Trikoupis kicked a plastic water bottle away in disgust. The bottle flew through the air and struck a uniformed policeman in the face. At which point the cop took Trikoupis by the arm and led him off the pitch. The Olympiacos fans went wild with anger, while those of Panathinaikos went wild with delight.
‘Is he arresting him, or what?’ I said.
‘I fucking hope so,’ admitted Simon. ‘I would love it — love it if that bastard spent the night in the cells.’
He and I tried to contain our glee but it wasn’t easy; while the Greeks came pouring out of their dugout to remonstrate with Mr Backward and the cop, Simon and I retired to our own dugout, occupied our mouths with chewing gum and water bottles and observed the proceedings from a safe distance. This was just as well as a red flare came sailing through the air and landed close to the corner flag in our half.
‘You can tell a lot about a country by the way they protest against the inevitable,’ mused Simon. ‘I mean, it’s obvious that referee isn’t going to change his mind about that one. But the bastards seem determined to argue it.’

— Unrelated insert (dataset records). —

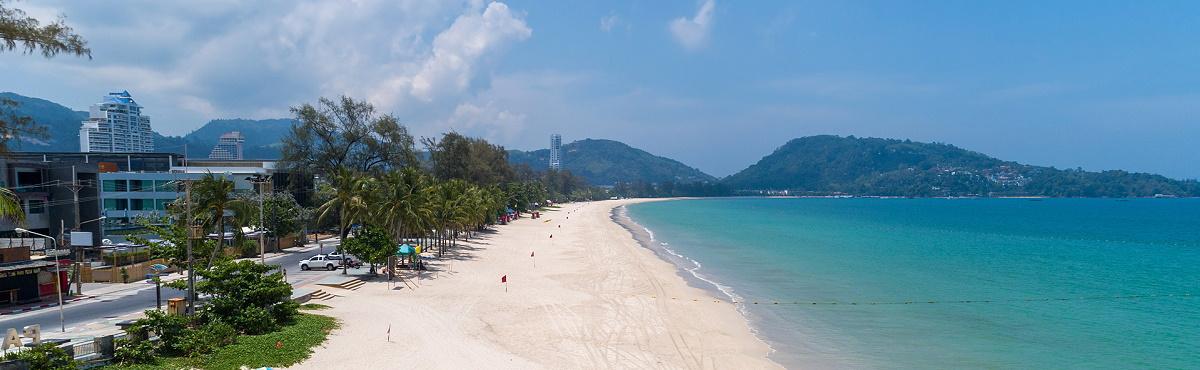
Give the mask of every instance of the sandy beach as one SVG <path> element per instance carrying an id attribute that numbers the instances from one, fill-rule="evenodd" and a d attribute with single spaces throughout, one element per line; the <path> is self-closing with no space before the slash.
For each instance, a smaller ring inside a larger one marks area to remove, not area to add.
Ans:
<path id="1" fill-rule="evenodd" d="M 611 220 L 634 202 L 499 226 L 419 286 L 325 288 L 340 297 L 320 313 L 342 327 L 293 368 L 779 368 L 733 305 L 688 286 Z"/>

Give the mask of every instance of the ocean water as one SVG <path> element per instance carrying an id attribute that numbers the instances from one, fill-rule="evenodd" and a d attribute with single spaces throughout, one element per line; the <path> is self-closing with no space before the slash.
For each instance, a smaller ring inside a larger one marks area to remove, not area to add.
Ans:
<path id="1" fill-rule="evenodd" d="M 1197 199 L 699 199 L 621 212 L 695 284 L 742 301 L 788 367 L 1200 369 Z"/>

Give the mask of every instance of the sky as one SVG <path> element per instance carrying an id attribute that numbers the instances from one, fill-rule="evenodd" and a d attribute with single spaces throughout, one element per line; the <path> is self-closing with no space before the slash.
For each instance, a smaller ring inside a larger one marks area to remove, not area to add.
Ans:
<path id="1" fill-rule="evenodd" d="M 1200 178 L 1200 2 L 20 1 L 93 58 L 0 53 L 0 90 L 153 127 L 348 95 L 418 136 L 614 139 L 715 176 L 818 134 Z"/>

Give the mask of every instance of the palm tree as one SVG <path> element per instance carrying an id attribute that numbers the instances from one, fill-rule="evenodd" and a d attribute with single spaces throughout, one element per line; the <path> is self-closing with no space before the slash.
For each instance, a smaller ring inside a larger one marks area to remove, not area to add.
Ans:
<path id="1" fill-rule="evenodd" d="M 196 182 L 192 196 L 200 207 L 204 225 L 213 228 L 217 233 L 217 247 L 213 248 L 212 256 L 208 259 L 211 268 L 217 255 L 224 249 L 225 242 L 225 210 L 233 201 L 233 181 L 225 177 L 217 177 L 211 172 Z"/>
<path id="2" fill-rule="evenodd" d="M 330 177 L 333 186 L 333 197 L 317 208 L 317 222 L 334 214 L 338 215 L 340 229 L 338 232 L 343 239 L 350 233 L 350 225 L 354 221 L 369 216 L 373 184 L 372 178 L 349 168 L 340 168 Z"/>
<path id="3" fill-rule="evenodd" d="M 373 219 L 383 220 L 393 239 L 403 241 L 427 225 L 432 215 L 429 178 L 420 169 L 406 167 L 389 172 L 382 180 L 380 214 Z"/>
<path id="4" fill-rule="evenodd" d="M 21 207 L 21 198 L 12 189 L 0 188 L 0 219 L 25 222 L 25 208 Z"/>

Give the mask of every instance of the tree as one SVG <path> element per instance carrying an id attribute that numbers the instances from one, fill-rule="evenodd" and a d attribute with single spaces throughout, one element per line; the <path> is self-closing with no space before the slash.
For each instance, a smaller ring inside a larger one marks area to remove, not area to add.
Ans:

‘You can tell why Zeus got so pissed off with these people and was so fond of throwing thunderbolts about the place,’ I said. ‘They’d try the patience of a pope.’
By now the referee was surrounded with Olympiacos coaching staff and players and it wasn’t long before the assistant manager, Sakis Theodoridou, had been sent to join Hristos Trikoupis in the stands.
‘That’s their half-time team talk well and truly fucked,’ said Simon. ‘I guess the physio will have to do it now. Or maybe that Mrs Boerescu who did the kiddies’ tea before the match. Christ, that’s a nice-looking woman. She can give me a bollocking any time she wants. Just as long as my bollocks are in the right place, which’d be resting comfortably on her chin.’
Another burning flare came sailing through the air as if somewhere a ship was in distress and, completely recovered from his severe fall, Mr Winter walked away from the mêlée that was still berating the referee, and kicked the flare off the pitch, where a security man attempted to put it out with an extinguisher.
‘This is beginning to look serious,’ I said. ‘Let’s just hope that twat Backward doesn’t abandon the match. Not with us two-up on the night.’
‘He wouldn’t do that, would he?’
‘He just might, you know. Last time a match between the Greens and the Reds was abandoned was as recently as March 2012 when the Greens set fire to the stadium.’
‘Fuck me,’ said Simon. ‘I know it’s important, football. And I know you want players who will fight when there’s nothing at stake, but that shouldn’t ever apply to the fucking fans.’
57
Somehow the match restarted and a couple of minutes later the Irish referee blew his whistle for half time, which managed to calm things down a little. Air conditioning and about a ton of Valium would have been more effective, probably. As we trooped down the tunnel I heard an enormous, deafening bang that someone told me was an exploding fire extinguisher; sometimes the Greek fans set them alight, I was told by someone, which seemed so fucking crazy and dangerous I almost considered pulling out of the game then and there. What kind of a country is it where they set fire to extinguishers? One way or another I was looking forward to going home to London, where — thank God — hooliganism of this order was a thing of the past and the biggest bang you’ll ever hear is when David Beckham shuts the door of his Rolls-Royce in anger.